Come parlare oggi di cooperativismo ai giovani?

Può sembrare strano ma credo che, se opportunamente stimolati, i giovani siano particolarmente ricettivi all’idea cooperativa: in fondo essa propone una lettura dei rapporti economici che è tornata di grande attualità dopo la crisi finanziaria del 2008. Il problema è che per molti la cooperazione è sconosciuta, o relegata in alcune nicchie.
Ecco perché come Confcooperative ci stiamo impegnando molto per rivolgerci ai più giovani. Abbiamo creato un Gruppo Giovani Cooperatori, coordinato da Alice Richter di Trieste, che è molto dinamico e solo qualche mese fa ha organizzato una competizione di idee fra giovanissimi: sono loro la nostra “prima linea” per veicolare i valori cooperativi tra i più giovani.
A livello regionale opera, inoltre, un ufficio per l’Educazione Cooperativa, che ogni anno coinvolge centinaia di classi in progetti di simulazione d’impresa e educazione all’imprenditività.
E proprio pochi giorni fa ha avuto avvio il primo corso universitario dedicato alla cooperazione, presso l’Università di Udine, e che ha registrato il tutto esaurito alla sua prima edizione. È un segnale positivo!

Lei in questi anni è stata anche presidente regionale di Confcooperative Turismo, Cultura e Sport. Gorizia e Nova Gorica si apprestano ad essere fra pochi mesi Capitali europee della Cultura. Come traduce nel concreto l’impegno culturale un’associazione come la vostra.

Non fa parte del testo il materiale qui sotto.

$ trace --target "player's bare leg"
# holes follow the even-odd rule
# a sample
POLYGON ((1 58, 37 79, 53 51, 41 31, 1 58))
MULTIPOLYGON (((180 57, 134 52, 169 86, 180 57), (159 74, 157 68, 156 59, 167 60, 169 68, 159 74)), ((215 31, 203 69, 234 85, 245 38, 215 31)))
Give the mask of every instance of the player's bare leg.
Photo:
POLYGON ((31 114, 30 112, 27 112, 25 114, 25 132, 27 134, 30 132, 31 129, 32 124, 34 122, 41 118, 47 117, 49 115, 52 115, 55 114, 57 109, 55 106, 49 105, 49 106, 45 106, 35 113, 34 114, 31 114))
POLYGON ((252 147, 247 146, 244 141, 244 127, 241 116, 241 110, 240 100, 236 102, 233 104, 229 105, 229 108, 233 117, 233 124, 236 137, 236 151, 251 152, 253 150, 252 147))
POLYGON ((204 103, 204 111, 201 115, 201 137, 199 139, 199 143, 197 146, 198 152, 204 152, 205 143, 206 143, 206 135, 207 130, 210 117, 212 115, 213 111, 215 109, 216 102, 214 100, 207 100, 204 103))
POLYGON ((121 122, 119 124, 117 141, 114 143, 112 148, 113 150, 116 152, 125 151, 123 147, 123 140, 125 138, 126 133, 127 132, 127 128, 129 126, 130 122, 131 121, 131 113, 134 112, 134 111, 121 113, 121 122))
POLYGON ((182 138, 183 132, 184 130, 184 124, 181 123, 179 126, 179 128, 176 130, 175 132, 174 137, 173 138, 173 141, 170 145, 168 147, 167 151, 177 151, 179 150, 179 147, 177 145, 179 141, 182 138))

Diverse importanti realtà cooperative sono impegnate in prima linea in diversi progetti legati a Go!2025: è un’importante riconoscimento alla professionalità che sanno esprimere. Proprio a Gorizia ha sede ad esempio Artisti Associati, che è una delle più importanti realtà di produzione teatrale del Friuli Venezia Giulia e in questi ultimi anni, nonostante le difficoltà dovute alla pandemia, è riuscita a “inventarsi” un festival di danza contemporanea di livello nazionale, e ad essere riconosciuta come Centro di produzione teatrale dal Ministero della Cultura.
Parlando più in generale, credo che la Capitale europea della Cultura sia una grande possibilità di crescita professionale e umana per le imprese culturali della nostra Regione: un’occasione per misurarsi con un pubblico internazionale, confrontarsi con creativi e progetti di altre parti d’Europa e alzare l’asticella della propria attività.
Soprattutto, e questo è un tema che mi sta molto a cuore, è l’occasione per dimostrare che chi fa cultura a livelli professionali è un’impresa a tutti gli effetti: con le difficoltà ed i rischi che questo comporta, ma anche con la potenzialità, e le tutele per i lavoratori, che l’essere impresa garantisce e consente.
Se si coglie questa potenzialità penso che il sistema culturale di Gorizia e del Friuli Venezia Giulia possa fare un salto di qualità. L’esempio che ho citato di Artisti Associati dimostra che è possibile.